Senator of Midlands Province
- Incumbent
- Assumed office 31 July 2018
- President: Emmerson Mnangagwa
- Minister: Lawrence David Mavhima

Deputy Minister of Energy and Power Development
- In office 14 December 2014 – 31 August 2018
- President: Robert Mugabe
- Minister: Joram Gumbo
- Succeeded by: Magna Mudyiwa

Chief Whip, Senate of Zimbabwe
- In office 3 October 2018 – Incumbent

Member of Politburo of ZANU-PF
- In office 11 June 1999 – Incumbent
- President: Robert Mugabe, Emmerson Mnangagwa

Personal details
- Born: Tsitsi Veronica Muzenda 17 October 1951 (age 74) Bulawayo, Southern Rhodesia
- Party: ZANU-PF
- Relations: Tongai Muzenda (brother); Vitalis Muzenda (brother); Chikwereti Muzenda (brother); Ignatius Dewa Muzenda (brother); Virginia Muzenda (sister); Tendai Muzenda-Ngcobo (sister);
- Children: Tambu Glenda Muzenda
- Parents: Simon Muzenda; Maud Muzenda;
- Education: Africa University (MPhil)
- Occupation: Politician;

= Tsitsi Muzenda =

Senator of Midlands Province, Zimbabwe

Tsitsi Veronica Muzenda (born 17 October 1950) is a Zimbabwean politician, senator of Midlands Province and daughter of the former Vice-President of Zimbabwe, Simon Muzenda.

== Early life and Armed Struggle ==
Tsitsi, was born in Bulawayo, Zimbabwe to politician, Simon Muzenda and Maud Muzenda. Together with her two siblings, Vitalis Muzenda and Virginia Muzenda, Tsitsi joined her father in the Rhodesian Bush War, the war that led to the end of colonialism in Zimbabwe.

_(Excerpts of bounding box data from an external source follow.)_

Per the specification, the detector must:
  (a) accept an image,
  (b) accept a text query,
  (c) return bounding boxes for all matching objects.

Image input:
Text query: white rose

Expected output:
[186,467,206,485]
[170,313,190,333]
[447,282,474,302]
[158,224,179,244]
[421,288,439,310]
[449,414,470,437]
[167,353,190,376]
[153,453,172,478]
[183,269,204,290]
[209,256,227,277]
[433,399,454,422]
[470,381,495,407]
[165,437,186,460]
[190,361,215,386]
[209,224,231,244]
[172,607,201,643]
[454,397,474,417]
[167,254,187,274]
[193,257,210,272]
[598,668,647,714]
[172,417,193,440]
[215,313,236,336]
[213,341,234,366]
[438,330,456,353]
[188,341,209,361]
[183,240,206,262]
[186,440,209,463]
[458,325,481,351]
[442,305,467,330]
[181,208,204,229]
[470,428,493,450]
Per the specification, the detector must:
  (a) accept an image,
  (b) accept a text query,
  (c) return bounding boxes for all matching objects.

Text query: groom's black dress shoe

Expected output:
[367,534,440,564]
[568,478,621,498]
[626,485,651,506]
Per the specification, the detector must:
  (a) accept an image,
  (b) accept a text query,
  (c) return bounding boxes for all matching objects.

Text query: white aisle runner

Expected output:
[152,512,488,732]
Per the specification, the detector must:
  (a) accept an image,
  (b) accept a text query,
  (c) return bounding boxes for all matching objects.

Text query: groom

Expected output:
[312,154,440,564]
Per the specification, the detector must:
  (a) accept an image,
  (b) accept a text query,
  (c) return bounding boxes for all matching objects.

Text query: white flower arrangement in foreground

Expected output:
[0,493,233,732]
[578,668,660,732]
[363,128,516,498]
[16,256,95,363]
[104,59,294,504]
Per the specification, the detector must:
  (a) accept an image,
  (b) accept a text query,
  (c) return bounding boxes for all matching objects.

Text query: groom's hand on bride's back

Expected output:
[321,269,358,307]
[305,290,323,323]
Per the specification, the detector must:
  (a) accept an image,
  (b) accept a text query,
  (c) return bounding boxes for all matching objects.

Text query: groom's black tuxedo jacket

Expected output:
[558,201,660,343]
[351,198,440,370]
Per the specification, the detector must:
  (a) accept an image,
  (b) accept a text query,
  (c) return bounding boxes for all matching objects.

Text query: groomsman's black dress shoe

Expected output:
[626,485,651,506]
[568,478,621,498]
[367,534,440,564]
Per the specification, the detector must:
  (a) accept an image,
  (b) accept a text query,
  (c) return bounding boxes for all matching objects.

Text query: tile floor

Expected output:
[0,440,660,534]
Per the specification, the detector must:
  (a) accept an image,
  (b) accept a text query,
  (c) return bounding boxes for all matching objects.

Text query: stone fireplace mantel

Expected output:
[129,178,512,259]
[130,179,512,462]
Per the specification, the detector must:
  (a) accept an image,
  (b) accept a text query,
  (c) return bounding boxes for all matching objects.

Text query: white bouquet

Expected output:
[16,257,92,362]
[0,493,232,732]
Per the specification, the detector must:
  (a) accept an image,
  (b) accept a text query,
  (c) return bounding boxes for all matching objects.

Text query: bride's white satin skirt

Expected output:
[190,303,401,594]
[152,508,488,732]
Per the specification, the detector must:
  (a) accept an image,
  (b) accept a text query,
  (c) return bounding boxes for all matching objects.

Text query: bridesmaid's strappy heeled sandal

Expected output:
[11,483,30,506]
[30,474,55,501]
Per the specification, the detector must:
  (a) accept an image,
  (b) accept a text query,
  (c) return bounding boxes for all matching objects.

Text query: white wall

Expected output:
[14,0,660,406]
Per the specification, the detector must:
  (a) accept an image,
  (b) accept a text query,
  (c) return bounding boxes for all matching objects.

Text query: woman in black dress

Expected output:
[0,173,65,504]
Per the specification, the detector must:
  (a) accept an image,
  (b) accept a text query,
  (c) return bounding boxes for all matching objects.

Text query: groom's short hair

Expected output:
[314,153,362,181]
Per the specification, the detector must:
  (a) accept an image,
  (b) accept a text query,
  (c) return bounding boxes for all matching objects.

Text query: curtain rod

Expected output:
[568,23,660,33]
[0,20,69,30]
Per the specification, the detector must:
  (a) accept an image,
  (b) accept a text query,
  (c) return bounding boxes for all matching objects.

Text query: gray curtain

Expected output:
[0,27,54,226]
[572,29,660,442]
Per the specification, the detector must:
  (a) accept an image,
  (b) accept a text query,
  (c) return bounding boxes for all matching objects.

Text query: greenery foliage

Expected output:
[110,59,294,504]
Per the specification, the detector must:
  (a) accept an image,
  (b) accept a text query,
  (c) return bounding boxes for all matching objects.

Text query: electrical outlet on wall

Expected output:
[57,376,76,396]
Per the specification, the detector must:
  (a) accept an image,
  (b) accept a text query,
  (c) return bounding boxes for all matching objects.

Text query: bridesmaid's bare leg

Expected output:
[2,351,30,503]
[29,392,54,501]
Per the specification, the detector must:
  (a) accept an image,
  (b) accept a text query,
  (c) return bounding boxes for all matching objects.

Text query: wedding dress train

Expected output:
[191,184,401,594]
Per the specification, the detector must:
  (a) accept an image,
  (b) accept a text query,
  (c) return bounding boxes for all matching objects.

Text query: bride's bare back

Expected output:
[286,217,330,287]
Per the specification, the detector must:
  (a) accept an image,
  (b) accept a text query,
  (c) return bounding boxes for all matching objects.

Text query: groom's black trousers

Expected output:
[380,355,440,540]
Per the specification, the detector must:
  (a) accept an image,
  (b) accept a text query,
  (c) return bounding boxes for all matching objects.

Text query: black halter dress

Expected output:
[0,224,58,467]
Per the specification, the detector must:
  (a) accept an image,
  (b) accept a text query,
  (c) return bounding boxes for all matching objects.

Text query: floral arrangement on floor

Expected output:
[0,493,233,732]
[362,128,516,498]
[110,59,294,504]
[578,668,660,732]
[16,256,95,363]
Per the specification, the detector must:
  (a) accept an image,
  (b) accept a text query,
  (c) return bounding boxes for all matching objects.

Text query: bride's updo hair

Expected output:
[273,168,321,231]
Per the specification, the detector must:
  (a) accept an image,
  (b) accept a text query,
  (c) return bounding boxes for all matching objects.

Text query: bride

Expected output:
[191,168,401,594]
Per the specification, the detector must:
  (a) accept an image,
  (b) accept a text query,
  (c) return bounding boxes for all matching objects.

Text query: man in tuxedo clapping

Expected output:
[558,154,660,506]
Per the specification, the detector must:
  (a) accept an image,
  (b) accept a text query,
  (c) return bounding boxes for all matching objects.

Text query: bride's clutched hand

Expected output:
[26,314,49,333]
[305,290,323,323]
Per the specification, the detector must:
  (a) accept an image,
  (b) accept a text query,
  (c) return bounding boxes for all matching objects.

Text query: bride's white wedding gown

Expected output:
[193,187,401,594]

== Senator of Midlands province (2018- current) ==
As senator of Midlands Province, Tsitsi was appointed by the Parliament of Zimbabwe to the Standing Rules and Orders Committee (SROC) in October 2018.

=== 2022 Russian Invasion of Ukraine ===
Speaking at the 144th Assembly of the Inter-Parliamentary Union in Bali, Tsitsi maintained a neutral position on the 2022 Russian invasion of Ukraine. She called for an earnest and constructive dialogue as the best solution to end the war in Ukraine. She called for the United Nations and the United Nations Security Council to work with both parties to resolve ending the war. Her views aligned with that of the government of Zimbabwe, which abstained from the UN vote to condemn Russia's invasion of Ukraine.

=== Education ===
In August 2021, when a thematic committee of Sustainable Development Goals led by Tsitsi Muzenda investigated the impact of the COVID-19 pandemic on education development in Zimbabwe, she recommended improving equality between rural and urban schools. She called the senate to attend the increasing cases of child pregnancy and school dropping outs among students in Zimbabwe.

== Deputy minister of energy ==

Tsitsi was appointed deputy minister of energy and power development in December 2014 by president Robert Mugabe. During her term as deputy minister, Tsitsi spearheaded the Sustainable Energy for All Initiative which sought to promote access to electricity to majority of people in Zimbabwe under the rural electrification programme.

== ZANU-PF politburo member ==

Tsitsi was appointed as a member of the Politburo of ZANU–PF in 1999, a move that political commentators saw as an effort by Robert Mugabe to strengthen loyalty to him in the party by appointing daughter his trusted lieutenant, Simon Muzenda. In 2020, following the suspension and expulsion of youth leaders of ZANU–PF, Pupurai Togarepi and Lewis Matutu after they disclosed corruption of President Emmerson Mnangagwa's close associate Kuda Tagwirei, Tsitsi Muzenda criticized the decision. She accused the decision of stifling debate in the party and portraying ZANU–PF as against the anticorruption fight.

== Sanctions and International Relations ==

Tsitsi has been on the sanctions list of both the European Union and the US Government implemented under the Zimbabwe Democracy and Economic Recovery Act of 2001 targeting persons who undermine Zimbabwe's democracy and institutions. The EU listed Tsitsi on the sanctions list in July 2002 along other ZANU–PF senior members and ministers. In a US Government executive order dated 10 March 2003 issued by George W. Bush, Tsitsi was put on the sanctions list as one of the persons undermining democratic processes or institutions in Zimbabwe. She was sanctioned in her capacity as a senior committee member of the Politburo of ZANU–PF. She has remained on the sanctions list of both the European Union and the US Government since then.